最後にリトポしたメッシュに、リトポ前のメッシュのディディールを転写する方法について解説します。

手順は以下の通り。

 

<ディディールを転写する方法>

1:転写元となるメッシュとリトポしたメッシュを重ねて表示する

 

2:リトポしたメッシュのサブディビジョンレベルを上げる

転写元のメッシュのポリゴン数と同程度以上になるように設定します。

[ツール]>[ジオメトリ]>[Devide]

 

3:ディールを転写する

[ツール]>[サブツール]>[投影]>[全て投影]をクリック

[距離]で投影するメッシュの範囲を設定できます。

 

ディールを転写するした結果以下のようにそっくりのメッシュが作成されました。

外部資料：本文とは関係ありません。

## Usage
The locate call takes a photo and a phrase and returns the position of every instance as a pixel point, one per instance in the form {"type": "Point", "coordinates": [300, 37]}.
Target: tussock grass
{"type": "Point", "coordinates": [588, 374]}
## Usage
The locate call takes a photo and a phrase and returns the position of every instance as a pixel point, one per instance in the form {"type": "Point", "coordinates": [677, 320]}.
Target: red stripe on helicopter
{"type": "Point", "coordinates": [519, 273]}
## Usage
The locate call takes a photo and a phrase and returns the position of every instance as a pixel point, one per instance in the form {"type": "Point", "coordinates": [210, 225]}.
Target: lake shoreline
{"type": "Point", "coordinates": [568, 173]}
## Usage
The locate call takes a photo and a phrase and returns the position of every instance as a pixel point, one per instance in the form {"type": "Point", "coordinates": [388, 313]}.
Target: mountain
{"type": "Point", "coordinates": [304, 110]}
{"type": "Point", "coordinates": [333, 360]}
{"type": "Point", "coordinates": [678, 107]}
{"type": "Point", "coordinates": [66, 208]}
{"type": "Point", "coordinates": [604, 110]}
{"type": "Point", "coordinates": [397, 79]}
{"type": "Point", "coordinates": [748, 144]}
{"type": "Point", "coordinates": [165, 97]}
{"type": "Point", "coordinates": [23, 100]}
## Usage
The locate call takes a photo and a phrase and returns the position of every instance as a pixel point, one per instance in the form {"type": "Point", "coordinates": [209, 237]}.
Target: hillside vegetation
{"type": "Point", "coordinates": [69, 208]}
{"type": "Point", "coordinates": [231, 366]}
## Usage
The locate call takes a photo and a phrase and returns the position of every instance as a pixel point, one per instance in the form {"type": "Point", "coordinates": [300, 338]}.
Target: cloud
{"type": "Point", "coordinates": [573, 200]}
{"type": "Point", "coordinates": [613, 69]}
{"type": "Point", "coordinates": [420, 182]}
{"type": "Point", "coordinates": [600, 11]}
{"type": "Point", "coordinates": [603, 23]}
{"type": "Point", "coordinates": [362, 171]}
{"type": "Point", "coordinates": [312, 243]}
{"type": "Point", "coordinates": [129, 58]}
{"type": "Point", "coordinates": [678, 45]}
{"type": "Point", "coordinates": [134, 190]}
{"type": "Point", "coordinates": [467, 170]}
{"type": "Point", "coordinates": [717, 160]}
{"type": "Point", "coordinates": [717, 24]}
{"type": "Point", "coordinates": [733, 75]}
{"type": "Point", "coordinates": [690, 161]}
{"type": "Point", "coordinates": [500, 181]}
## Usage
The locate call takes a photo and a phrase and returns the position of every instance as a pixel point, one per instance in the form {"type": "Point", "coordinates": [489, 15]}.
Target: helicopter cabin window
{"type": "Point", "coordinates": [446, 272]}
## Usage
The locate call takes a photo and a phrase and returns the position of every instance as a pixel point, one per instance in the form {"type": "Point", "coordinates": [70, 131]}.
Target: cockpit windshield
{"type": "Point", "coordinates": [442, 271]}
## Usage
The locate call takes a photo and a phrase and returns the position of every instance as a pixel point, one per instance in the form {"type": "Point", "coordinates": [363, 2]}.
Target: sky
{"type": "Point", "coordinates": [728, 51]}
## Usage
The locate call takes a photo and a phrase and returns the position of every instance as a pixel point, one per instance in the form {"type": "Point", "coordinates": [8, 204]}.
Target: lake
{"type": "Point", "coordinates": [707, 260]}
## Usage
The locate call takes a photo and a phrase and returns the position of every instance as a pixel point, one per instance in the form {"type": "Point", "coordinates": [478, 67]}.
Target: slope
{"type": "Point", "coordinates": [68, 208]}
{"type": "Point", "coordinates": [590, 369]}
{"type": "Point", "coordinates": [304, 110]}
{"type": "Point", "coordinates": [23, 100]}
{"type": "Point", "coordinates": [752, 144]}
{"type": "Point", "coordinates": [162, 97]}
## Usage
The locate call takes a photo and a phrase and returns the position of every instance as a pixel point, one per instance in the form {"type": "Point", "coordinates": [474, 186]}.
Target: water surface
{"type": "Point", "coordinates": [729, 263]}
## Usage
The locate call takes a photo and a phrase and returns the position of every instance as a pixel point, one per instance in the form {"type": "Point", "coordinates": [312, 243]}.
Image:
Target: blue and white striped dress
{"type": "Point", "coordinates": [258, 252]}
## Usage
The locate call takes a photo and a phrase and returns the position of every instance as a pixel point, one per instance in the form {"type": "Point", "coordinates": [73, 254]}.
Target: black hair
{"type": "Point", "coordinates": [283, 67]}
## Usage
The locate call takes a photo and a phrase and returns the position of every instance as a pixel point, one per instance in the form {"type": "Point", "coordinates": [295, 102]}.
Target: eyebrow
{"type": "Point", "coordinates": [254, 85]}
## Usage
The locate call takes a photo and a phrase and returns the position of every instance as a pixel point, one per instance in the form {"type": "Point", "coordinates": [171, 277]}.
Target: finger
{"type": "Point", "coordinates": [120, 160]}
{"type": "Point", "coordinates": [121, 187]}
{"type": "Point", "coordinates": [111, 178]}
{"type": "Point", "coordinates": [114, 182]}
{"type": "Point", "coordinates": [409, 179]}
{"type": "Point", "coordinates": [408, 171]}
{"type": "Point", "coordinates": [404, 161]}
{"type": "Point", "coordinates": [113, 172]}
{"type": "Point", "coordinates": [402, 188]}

5万ポリゴンはSubDiv:3のポリゴン数なので本来はもう少し少なくなります。

 

 

さらに詳しく、ディディールを転写する方法を学びたい方は、ローポリゴンモデルをハイポリゴンに見せるためのノーマルマップの作成の解説記事を書きましたのでぜひご覧ください。

ZBrush ノーマルマップの作成方法(ディティールを転写)

 

ZBrushのおすすめ書籍を紹介する記事も書きましたので、興味のある方はぜひ。

ZBrush初心者におすすめの本を徹底比較!【2019最新版】

 

 

以上でZリメッシャーを使用したリトポの方法についての解説は終わりです。最後まで読んでいただきありがとうございました。